IFRA: Worin liegen für einen Verlag die jeweiligen Vorteile? Ist eine der Möglichkeiten besser geeignet, was die Werbemöglichkeiten für die Verlage betrifft?
A. Chandarana: Ich denke, beide Varianten bieten wirklich gute Möglichkeiten für Werbetreibende und für die Verbreitung von Inhalten. Beide Varianten funktionieren etwas unterschiedlich, doch Werbung lässt sich sowohl für die Applikations- wie die Website-Variante verkaufen. Auch Sponsoring ist in beiden Fällen möglich. Ich glaube, dass Applikationen künftig etwas andere und weniger traditionelle Werbemöglichkeiten bieten werden, denn bisher ist mobile Werbung stark Display-orientiert. Applikationen könnten die Chance für eine weitergehende Interaktion bieten, was mit optimierten mobilen Websites so nicht unbedingt möglich ist.

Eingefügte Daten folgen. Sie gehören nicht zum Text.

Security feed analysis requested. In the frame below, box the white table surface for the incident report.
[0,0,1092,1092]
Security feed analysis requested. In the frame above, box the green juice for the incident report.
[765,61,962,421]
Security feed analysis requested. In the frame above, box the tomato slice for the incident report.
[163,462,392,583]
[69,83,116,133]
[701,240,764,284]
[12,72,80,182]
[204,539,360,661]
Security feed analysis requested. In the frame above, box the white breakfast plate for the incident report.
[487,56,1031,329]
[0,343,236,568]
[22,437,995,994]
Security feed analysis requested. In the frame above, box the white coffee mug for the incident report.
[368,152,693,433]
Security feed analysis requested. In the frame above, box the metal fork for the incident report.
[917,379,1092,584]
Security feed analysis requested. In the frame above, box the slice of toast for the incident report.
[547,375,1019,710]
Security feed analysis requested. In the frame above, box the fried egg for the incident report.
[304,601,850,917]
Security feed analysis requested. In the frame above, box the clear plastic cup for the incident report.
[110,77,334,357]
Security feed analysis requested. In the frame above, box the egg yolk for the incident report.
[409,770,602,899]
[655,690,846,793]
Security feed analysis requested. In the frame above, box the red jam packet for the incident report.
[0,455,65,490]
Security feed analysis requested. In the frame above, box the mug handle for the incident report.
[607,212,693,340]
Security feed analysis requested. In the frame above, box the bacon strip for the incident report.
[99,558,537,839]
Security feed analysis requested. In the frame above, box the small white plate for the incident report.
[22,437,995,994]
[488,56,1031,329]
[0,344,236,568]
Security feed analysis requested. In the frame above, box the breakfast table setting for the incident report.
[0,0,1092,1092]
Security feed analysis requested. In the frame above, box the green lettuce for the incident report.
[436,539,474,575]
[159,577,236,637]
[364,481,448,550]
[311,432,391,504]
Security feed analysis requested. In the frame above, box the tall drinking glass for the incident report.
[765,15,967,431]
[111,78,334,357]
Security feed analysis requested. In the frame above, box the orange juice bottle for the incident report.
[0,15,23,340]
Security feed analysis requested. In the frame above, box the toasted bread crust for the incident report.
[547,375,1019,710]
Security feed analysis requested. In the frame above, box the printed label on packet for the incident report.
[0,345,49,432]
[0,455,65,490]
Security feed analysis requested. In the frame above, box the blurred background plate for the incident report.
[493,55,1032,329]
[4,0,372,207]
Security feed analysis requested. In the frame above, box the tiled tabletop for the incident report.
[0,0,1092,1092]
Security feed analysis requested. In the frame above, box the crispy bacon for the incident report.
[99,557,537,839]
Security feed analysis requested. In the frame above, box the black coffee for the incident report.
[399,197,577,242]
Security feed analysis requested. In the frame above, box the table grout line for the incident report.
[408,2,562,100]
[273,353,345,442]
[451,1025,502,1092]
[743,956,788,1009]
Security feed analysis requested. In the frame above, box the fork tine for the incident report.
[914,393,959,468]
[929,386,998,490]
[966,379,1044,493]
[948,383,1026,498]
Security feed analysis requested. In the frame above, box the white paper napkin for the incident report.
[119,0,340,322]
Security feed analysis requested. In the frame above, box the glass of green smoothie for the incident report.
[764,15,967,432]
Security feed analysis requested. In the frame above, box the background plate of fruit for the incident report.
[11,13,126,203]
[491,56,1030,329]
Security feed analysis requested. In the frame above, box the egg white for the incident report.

IFRA: Einige Verlage haben Bedenken geäußert, dass es Browser gibt, die die Inhalte für das jeweilige Gerät in einer Art aufbereiten, die optisch nicht ansprechend ist. Und überdies bieten diese Browser den Verlagen keine Details über die User, die auf ihre Websites zugreifen. Sie erklärten, dass Ihr CMS die Website-Inhalte automatisch für die Darstellung in mobilen Browsern aufbereitet?
A. Chandarana: Ja. Unsere mobilen Web-Inhalte sind identisch mit dem Content unserer Website. Unsere derzeitigen Messmethoden zur Werbemessung funktionieren für beide Plattformen genau gleich. Schließlich hat ein Handy genauso eine IP-Adresse wie ein Desktop-Computer, sodass es hier keinen Unterschied gibt. Wir achten darauf, dass wir die „richtige“ Art von Inhalten auf dem Mobiltelefon präsentieren. Wir haben so die Kontrolle darüber, wie die Inhalte präsentiert werden; wir sorgen dafür, dass die Bereitstellung in guter und gleichmäßiger Qualität erfolgt, statt dass wir das einer Software auf der Client-Seite überlassen.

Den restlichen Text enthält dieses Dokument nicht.